O Fórum Nacional de Professores de Jornalismo (FNPJ),
nascido em 1994, com a preocupação de zelar pela
formação acadêmica em Jornalismo, nas condições
técnicas e éticas de melhor padrão, numa
sociedade que se pretende construir na
democracia, acaba de intervir também
vigorosamente nesse debate, manifestando sua
estranheza diante da retirada do Jornalismo como
sub-área da Comunicação. É inadmissível
lembra a sua nota - que o Jornalismo,
estabelecido como campo técnico no Brasil há
quase 200 anos; como profissão, há quase 100
anos; como área de ensino, há mais de 60 anos,
receba, de uma hora para outra, e para surpresa
das partes consultadas, tratamento anômalo,
passando a ser classificada como especialidade
entre mil e tantas outras. Voltando para a
questão da decisão da Justiça Federal, que
desregulamentou a profissão de Jornalista, o
recurso da Federação Nacional dos Jornalistas (Fenaj)

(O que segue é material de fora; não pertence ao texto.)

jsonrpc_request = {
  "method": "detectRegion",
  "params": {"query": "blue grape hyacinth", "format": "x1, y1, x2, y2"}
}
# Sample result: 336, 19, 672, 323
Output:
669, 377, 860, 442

e do Sindicato dos Jornalistas de S. Paulo,
depois de uma demora que na prática permitiu o
ingresso na profissão de centenas de registros
precários, comprometendo toda uma política de
qualidade, está prometido para ser julgado até o
dia 26 de outubro. A sociedade, como um todo,
precisa estar alerta neste episódio. Não se
trata de uma simples decisão judicial, uma
querela qualquer. Trata-se da luta pela
manutenção da regulamentação de uma profissão
chave para todo o projeto de res pública que vem
sendo adiado, ano após ano, desde a constituição
do Estado brasileiro.
No plano da pesquisa e da formação, com nossas
associações científicas, como Intercom, FNPJ e
SBPJor, precisamos mostrar, com estudos bem
fundamentados, a diferença entre o jornalismo
praticado até meados dos anos 1960, destinado,
no geral, a confirmar o poder de quem o exercia,
pela corrupção, pelo coronelismo ou pelo
dinheiro, e as alterações, técnicas e éticas,
num crescendo, proporcionadas pela formação
universitária, pela pesquisa e pela dignidade de
uma profissão legal e socialmente reconhecida.

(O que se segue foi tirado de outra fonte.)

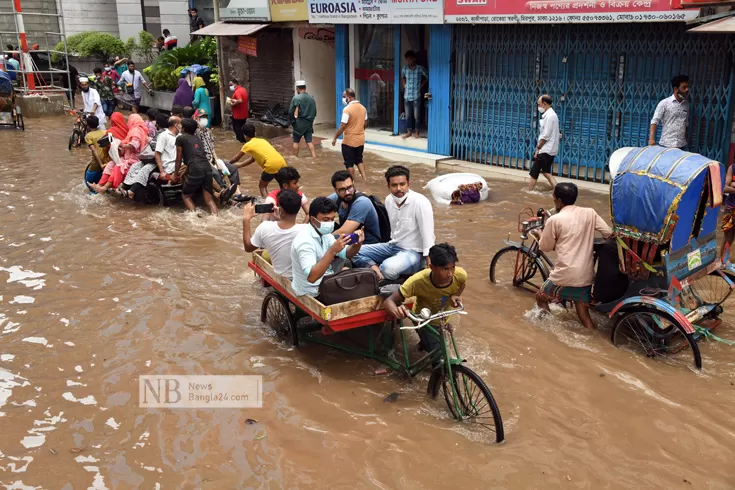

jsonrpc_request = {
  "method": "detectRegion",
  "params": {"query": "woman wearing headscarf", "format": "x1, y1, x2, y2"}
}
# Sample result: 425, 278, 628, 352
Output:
92, 114, 149, 194
191, 77, 212, 128
174, 78, 194, 107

Essas mudanças são visíveis não apenas nas
metrópoles, mas principalmente nos mais
distantes e isolados pontos desse país
continental, onde a profissionalização do
trabalho jornalístico vem lentamente rompendo
com a tutela dos velhos donos da verdade.

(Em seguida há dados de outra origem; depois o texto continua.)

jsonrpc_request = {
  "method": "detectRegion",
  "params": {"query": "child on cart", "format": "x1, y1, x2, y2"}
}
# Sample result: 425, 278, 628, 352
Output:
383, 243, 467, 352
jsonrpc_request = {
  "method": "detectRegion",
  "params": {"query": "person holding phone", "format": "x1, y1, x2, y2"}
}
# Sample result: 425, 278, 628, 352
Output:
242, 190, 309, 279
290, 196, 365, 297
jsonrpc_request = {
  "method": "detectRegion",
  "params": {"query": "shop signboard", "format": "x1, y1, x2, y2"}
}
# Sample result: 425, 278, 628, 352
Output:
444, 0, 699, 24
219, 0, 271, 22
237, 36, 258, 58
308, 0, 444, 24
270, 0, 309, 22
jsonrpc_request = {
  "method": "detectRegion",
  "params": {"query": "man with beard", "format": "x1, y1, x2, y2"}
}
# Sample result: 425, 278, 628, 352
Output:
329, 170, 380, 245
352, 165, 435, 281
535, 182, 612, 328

Como se vê, todo o debate sobre a comunicação, e
do jornalismo, em particular, está
umbilicalmente ligado ao projeto que se tem para
o país.
Não podemos sequer sonhar com uma luta puramente
corporativista. Seria apostar no atraso e
entregar o ouro para o bandido.
*Jornalista, doutor em Ciências da Comunicação e
professor da Universidade Federal do Amazonas.